Abstract
Men show an age-related decline in the circulating levels of testosterone (T) and dehydroepiandrosterone sulfate (DHEAS). Consequently, there is interest in developing androgen supplementation paradigms for old men that replicate the hormone profiles of young adults. In the present study, we used old (21–26 years old) male rhesus monkeys as a model to examine the efficacy of an androgen supplementation paradigm that comprised oral T administration (12 mg/kg body weight, dissolved in sesame oil/chocolate) in the evening, and two oral DHEA administrations, 3 hr apart (0.04 mg/kg body weight, dissolved in sesame oil/chocolate) in the morning. After 5 days of repeated hormone supplementation, serial blood samples were remotely collected from each animal hourly across the 24-hr day, and assayed for cortisol, DHEAS, T, 5α-dihydrotestosterone (DHT), estrone (E1), and 17β-estradiol (E2). Following androgen supplementation, T levels were significantly elevated and this was associated with a more sustained nocturnal elevation of T's primary bioactive metabolites, DHT and E1 and E2. Plasma DHEAS levels were also significantly elevated after androgen supplementation; DHEAS levels rose in the early morning and gradually declined during the course of the day, closely mimicking the profiles observed in young adults (7–12 years old); in contrast, cortisol levels were unaltered by the supplementation. Together the data demonstrate a non-invasive androgen supplementation paradigm that restores youthful circulating androgen levels in old male primates. Because this paradigm preserves the natural circulating circadian hormone patterns, we predict that it will produce fewer adverse side effects, such as perturbed sleep or cognitive impairment.
Introduction
The circulating levels of many steroid hormones show a marked decrease during aging, and this is thought to contribute to several age-associated pathologies, including cognitive decline, immune senescence, and skeleto-muscular changes.1,2 These hormonal changes are especially pronounced in post-menopausal women, who show a precipitous decrease in the synthesis and release of 17β-estradiol (E2) and progesterone from the ovaries, as well as a marked decrease in dehydroepiandrosterone sulfate (DHEAS) from the adrenal glands.3,4 In men, age-related steroid hormonal changes are less dramatic, but both testosterone (T) and DHEAS do show a significant age-related decrease in the circulation.
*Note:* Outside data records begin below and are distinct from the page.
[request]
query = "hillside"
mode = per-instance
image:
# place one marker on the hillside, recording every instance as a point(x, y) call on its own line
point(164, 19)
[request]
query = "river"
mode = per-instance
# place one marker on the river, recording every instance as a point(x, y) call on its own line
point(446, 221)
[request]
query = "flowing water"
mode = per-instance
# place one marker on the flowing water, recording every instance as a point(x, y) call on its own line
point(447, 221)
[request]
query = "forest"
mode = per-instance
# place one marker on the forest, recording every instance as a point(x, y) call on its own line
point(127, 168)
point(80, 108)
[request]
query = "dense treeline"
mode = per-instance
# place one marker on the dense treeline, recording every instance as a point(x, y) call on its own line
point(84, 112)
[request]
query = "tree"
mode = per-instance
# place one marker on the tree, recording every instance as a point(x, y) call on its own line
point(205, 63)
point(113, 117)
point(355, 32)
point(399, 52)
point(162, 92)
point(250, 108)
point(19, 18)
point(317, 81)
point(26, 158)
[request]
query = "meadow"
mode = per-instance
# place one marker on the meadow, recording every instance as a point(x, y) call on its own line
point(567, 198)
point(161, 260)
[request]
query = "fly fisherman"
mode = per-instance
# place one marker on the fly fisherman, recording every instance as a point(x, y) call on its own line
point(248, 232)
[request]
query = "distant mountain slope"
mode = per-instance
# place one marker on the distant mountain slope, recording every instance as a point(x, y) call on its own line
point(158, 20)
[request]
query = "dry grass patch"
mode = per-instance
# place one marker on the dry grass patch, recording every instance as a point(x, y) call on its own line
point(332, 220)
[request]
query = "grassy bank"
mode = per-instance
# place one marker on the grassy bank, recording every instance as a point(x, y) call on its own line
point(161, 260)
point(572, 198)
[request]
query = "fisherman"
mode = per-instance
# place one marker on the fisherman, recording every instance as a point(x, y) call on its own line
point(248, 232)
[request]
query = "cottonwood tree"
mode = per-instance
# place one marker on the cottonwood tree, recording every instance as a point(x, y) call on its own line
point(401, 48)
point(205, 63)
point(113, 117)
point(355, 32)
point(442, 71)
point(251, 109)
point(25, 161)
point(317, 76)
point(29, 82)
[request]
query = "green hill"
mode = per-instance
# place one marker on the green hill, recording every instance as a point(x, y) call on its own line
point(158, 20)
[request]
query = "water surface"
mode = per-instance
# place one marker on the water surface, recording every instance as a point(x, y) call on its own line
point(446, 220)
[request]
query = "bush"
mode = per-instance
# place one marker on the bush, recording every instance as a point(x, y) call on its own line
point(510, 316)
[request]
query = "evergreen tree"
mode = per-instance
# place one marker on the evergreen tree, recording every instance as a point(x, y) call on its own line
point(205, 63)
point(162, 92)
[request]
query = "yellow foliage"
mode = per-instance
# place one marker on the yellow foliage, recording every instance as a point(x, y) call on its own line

Hormone therapy (HT) in post-menopausal women has been available for decades, and numerous clinical trials have been performed or are in progress to establish safe and effective HT paradigms. In contrast, HT in men has been less extensively studied and, despite a recent escalation in the promotion of HT in elderly men, the long-term safety and efficacy of these paradigms is unclear.5
Male rhesus monkeys show the same characteristic age-associated changes in circulating T and DHEAS levels as men, and also show many similar age-associated physiological changes.1,2,6,7 Consequently, they represent a pragmatic translational animal model in which to develop physiologically appropriate androgen supplementation paradigms. In pilot studies, we found that supplementing old male monkeys with oral T in the evening and oral DHEA in the morning elevates plasma T and DHEAS to levels typically observed in young animals. Our goal here was to extend the previous study8 by including more animals and examining the impact of this androgen supplementation paradigm on several other bioactive steroid metabolites, including 5α-dihydrotestosterone (DHT), estrone (E1), and E2.
Materials and Methods
Animals
The study used five young adult (7–12 years old) and nine old (21–26 years old) male rhesus monkeys (Macaca mulatta) and was approved by the Oregon Health & Science University (OHSU) Institutional Animal Care and Use Committee. The animals were cared for by the Oregon National Primate Research Center (ONPRC) Division of Comparative Medicine in accordance with the National Research Council's Guide for the Care and Use of Laboratory Animals. The animals were housed indoors under controlled conditions: 24°C temperature; 12-hr light, 12-hr dark photoperiods (lights on at 0700 hr); regular meals at 0800 and 1500 hr (LabDiet High Protein Monkey Chow, LabDiet, Inc., St. Louis, MO) supplemented with fresh fruit and vegetables; and fresh drinking water available ad libitum.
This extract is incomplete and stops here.